This colorful butterfly, flitting between pickerel plants at the water edge, caught my eye while I walked around the Nature Boardwalk one afternoon. This is a female eastern tiger swallowtail. Like so many insects, these butterflies have a fascinating life cycle.
A generation of adult butterflies is called a flight. In the northern part of their range, where it gets cold as it does in Chicago, eastern tiger swallowtail butterflies have two flights each year. If you see one at this time of year, it’s likely to be a member of the second flight of the warm season.
The adult females will lay a single egg on a host plant, and the egg goes on to become a caterpillar. Caterpillar hosts include birch, such as the river birch that grows at Nature Boardwalk.

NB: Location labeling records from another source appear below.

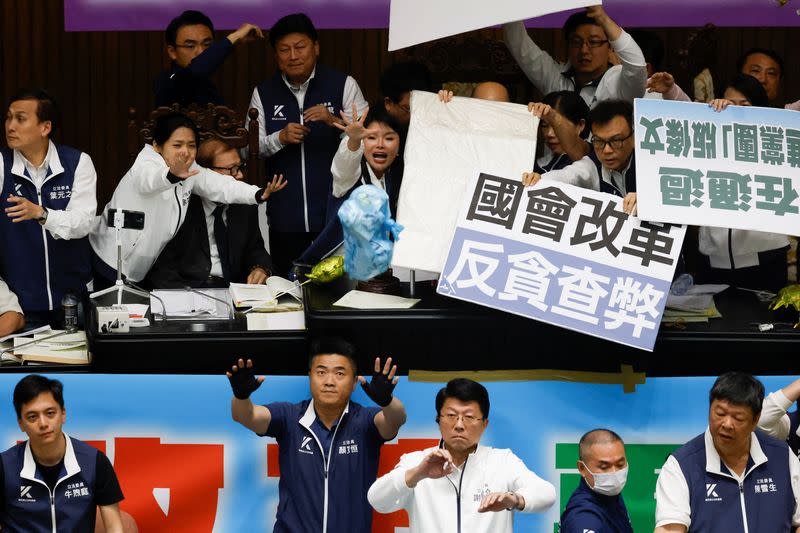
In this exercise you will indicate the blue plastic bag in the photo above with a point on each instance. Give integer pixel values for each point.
(367, 225)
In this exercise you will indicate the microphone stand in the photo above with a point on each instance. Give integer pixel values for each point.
(227, 303)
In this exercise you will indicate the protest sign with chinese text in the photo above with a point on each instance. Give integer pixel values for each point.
(738, 168)
(562, 255)
(447, 145)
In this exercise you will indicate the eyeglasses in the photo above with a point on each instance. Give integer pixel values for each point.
(469, 420)
(233, 169)
(616, 143)
(192, 45)
(577, 42)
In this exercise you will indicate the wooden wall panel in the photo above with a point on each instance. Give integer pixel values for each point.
(97, 76)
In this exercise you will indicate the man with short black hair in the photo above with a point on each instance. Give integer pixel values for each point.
(766, 66)
(597, 504)
(50, 204)
(396, 84)
(195, 57)
(591, 37)
(732, 478)
(460, 481)
(611, 166)
(329, 445)
(53, 482)
(300, 105)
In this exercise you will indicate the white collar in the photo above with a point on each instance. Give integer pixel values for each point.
(303, 86)
(51, 161)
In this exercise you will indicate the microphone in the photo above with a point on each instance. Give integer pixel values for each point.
(226, 302)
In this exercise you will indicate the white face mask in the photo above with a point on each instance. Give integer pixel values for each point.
(609, 483)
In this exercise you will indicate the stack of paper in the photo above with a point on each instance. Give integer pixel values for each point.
(51, 347)
(200, 304)
(266, 296)
(697, 305)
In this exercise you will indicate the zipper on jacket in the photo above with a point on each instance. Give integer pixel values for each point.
(325, 468)
(180, 212)
(46, 255)
(303, 177)
(744, 511)
(730, 248)
(458, 493)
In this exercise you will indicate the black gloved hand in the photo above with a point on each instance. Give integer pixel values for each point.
(243, 379)
(380, 387)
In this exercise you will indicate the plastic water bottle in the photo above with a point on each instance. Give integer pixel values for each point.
(69, 304)
(682, 284)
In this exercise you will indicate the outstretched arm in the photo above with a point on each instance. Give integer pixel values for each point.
(243, 382)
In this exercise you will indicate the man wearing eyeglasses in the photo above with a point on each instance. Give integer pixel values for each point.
(610, 166)
(461, 485)
(591, 37)
(217, 243)
(195, 57)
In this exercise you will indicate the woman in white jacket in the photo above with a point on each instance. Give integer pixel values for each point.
(159, 183)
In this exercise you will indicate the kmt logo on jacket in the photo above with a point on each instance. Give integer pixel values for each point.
(305, 446)
(25, 494)
(711, 493)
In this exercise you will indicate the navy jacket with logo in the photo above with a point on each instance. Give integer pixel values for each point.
(589, 511)
(303, 205)
(319, 497)
(27, 508)
(37, 267)
(717, 500)
(610, 188)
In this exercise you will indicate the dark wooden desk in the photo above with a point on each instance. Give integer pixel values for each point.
(196, 347)
(441, 333)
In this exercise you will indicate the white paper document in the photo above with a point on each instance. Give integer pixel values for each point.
(369, 300)
(417, 21)
(199, 304)
(448, 146)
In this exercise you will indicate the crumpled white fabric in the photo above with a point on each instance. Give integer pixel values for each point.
(448, 146)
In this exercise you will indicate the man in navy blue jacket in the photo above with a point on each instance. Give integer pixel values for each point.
(48, 192)
(329, 445)
(195, 57)
(732, 478)
(597, 505)
(300, 105)
(53, 482)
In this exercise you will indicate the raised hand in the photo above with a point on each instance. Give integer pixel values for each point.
(498, 501)
(246, 33)
(530, 178)
(277, 184)
(383, 382)
(243, 380)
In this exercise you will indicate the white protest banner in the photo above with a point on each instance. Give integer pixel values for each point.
(738, 168)
(417, 21)
(447, 146)
(562, 255)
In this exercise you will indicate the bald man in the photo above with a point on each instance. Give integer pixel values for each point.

When winter approaches, the caterpillars will prepare to hunker down for the cold stretch ahead. They become a chrysalis. The chrysalis is the life stage between a caterpillar and a flying, adult butterfly. In this protected case, the insect survives the cold. In the spring it will emerge as a flying butterfly like the one I photographed here, and visitors to Nature Boardwalk will once again be able to watch these graceful creatures fly from one flower to the next.
With a wingspan of up to 6.5 inches, the eastern tiger swallowtail isn’t hard to spot, but as we enter the fall season and observe cooling temperatures, it will get become increasingly rare to see these beautiful insects out and about. Be sure to come out and look for these and other butterflies at Nature Boardwalk!